[tor-dev] Atlas is not that friendly to Web Archive

Iain Learmonth

2018-02-13 16:42:23 UTC

Hi,

Post by Leonid Evdokimov
I've recently found out that new Atlas re-design is not that friendly to
web archive. http://archive.li/ can't properly detect "page loaded"
event that leads to capturing "loading" page[%]. Moreover,
https://web.archive.org/ can't capture #-based links at all, as far as I see.

This is an interesting point. There is not really any way currently to
link to a relay at a particular point in time. The data itself is
preserved in CollecTor, but not in an easy to consume form.

Capturing rendered pages for later viewing is probably not the most
useful thing that humanity could be doing with its disk drives. The
reason that we currently cannot have a time travel service for Relay
Search is that Onionoo would not be able to handle that amount of data
with its current architecture.

If someone produces a patch that fixes this for Relay Search, I'd be
happy to review it. I haven't yet investigated exactly what would be
required.
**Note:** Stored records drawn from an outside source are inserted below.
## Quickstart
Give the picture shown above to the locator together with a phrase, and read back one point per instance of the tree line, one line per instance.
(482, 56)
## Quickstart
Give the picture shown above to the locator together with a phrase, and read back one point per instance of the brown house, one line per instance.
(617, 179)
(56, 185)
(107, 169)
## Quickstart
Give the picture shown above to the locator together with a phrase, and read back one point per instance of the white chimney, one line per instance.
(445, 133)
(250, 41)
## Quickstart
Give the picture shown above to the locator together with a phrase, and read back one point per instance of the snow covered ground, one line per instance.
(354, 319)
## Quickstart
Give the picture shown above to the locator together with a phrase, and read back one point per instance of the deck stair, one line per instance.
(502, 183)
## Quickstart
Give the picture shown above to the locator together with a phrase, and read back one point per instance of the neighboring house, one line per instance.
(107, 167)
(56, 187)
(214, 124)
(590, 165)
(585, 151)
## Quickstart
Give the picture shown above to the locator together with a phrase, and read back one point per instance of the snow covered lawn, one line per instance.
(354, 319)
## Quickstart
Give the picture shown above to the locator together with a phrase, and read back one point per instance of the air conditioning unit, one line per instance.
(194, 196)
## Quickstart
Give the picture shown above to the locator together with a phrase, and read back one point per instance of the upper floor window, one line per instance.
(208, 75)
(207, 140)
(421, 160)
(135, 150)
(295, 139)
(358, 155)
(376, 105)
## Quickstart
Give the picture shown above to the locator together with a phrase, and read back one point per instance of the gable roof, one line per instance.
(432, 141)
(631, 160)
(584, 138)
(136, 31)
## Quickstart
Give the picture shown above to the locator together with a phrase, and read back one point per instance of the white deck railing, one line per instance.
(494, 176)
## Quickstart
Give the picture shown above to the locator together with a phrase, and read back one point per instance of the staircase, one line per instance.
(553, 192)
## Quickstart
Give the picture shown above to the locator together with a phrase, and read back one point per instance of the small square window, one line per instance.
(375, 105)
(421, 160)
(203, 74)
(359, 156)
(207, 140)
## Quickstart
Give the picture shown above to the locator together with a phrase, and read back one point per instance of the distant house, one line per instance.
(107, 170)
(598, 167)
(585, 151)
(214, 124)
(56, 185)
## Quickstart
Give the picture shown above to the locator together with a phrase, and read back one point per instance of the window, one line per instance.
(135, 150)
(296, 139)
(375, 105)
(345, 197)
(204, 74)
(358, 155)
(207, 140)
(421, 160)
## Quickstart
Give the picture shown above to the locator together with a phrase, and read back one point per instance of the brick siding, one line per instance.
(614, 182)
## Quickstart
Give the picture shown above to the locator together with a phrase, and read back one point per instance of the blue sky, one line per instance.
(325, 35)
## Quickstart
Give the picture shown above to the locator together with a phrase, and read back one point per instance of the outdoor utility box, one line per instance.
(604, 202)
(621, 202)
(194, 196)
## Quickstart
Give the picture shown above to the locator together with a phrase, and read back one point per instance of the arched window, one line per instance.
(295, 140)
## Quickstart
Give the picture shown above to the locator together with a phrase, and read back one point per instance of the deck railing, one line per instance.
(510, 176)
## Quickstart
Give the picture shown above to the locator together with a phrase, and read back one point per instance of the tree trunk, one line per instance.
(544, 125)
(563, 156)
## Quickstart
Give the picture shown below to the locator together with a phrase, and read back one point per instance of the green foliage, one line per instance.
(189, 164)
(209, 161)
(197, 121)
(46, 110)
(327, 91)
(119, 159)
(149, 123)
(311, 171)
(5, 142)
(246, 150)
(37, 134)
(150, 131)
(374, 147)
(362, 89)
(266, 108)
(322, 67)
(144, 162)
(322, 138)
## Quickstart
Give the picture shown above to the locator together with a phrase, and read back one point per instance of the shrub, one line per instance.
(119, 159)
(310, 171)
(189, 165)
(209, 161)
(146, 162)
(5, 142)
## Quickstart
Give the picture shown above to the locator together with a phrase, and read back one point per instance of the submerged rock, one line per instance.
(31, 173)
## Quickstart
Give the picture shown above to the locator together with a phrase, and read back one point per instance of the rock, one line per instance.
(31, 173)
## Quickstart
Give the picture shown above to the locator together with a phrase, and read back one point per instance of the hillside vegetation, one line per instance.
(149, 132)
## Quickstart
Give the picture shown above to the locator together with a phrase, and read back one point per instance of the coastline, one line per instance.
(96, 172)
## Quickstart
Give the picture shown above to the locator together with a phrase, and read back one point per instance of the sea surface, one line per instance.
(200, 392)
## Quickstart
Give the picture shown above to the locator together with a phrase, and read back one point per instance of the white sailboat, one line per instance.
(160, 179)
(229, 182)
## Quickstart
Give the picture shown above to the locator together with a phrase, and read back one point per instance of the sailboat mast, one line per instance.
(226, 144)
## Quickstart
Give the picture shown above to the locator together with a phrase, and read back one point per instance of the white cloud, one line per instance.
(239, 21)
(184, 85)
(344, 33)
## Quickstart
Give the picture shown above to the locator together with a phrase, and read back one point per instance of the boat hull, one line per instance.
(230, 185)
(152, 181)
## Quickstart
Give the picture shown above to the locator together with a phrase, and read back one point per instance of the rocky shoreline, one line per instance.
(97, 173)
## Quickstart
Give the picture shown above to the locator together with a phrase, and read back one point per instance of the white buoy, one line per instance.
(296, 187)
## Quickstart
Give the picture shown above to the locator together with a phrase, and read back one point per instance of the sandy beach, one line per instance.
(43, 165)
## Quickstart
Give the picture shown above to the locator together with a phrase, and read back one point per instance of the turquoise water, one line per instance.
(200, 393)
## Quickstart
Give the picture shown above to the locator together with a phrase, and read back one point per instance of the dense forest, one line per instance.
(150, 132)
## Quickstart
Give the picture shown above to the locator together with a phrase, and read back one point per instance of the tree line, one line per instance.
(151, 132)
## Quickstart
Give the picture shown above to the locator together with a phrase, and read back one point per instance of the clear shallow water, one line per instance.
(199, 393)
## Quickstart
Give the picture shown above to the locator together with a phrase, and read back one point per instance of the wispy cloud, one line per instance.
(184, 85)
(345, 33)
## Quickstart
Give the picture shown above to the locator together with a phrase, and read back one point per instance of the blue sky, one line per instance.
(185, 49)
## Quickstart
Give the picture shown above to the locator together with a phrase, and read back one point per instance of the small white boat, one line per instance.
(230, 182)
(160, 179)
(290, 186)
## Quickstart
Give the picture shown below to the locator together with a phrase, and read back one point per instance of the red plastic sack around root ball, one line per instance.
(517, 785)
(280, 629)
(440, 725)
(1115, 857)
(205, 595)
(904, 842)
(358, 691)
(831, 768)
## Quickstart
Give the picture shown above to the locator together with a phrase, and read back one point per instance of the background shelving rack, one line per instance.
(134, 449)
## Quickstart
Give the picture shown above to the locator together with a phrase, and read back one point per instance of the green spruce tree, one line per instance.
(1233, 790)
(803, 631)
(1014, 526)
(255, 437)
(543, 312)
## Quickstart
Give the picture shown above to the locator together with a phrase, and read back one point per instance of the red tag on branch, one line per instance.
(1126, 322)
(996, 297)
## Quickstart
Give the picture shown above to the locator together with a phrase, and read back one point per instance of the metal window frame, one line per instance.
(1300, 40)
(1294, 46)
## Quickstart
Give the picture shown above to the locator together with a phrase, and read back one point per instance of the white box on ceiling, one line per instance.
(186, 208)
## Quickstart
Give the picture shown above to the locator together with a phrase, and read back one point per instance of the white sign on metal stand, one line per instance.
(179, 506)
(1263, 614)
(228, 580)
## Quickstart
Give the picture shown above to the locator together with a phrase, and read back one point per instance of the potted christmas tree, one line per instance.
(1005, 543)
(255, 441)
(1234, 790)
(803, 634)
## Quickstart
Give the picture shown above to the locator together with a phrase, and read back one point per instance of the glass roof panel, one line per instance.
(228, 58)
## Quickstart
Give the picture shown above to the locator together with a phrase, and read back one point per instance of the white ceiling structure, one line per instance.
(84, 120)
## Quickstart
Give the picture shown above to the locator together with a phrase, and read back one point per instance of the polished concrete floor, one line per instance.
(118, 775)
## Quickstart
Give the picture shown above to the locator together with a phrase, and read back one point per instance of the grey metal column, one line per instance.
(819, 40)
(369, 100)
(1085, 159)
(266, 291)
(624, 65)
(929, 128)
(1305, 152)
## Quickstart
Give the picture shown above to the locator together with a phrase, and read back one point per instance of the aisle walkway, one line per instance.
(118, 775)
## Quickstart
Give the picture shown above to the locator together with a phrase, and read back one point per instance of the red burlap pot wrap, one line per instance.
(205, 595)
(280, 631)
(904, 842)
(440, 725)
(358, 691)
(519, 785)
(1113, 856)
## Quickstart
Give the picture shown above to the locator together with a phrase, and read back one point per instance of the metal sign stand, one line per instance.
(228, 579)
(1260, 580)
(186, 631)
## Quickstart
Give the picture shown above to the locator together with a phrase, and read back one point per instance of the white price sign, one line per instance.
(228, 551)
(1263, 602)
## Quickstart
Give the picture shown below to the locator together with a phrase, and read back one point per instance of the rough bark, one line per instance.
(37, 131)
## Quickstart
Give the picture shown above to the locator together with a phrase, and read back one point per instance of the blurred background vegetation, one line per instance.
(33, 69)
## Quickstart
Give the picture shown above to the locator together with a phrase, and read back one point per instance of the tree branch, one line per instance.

In the long term though, I would like to fix this issue with a
service that can provide time travel information.

There is also another possible option, which is not quite as pretty but
may do enough to be useful for this purpose, which relates to raw
descriptors. #22026 would create a service for accessing raw
descriptors, which we could perhaps make into a time traveling service
and allow you to have a link to cite a raw descriptor.

Thanks,
Iain.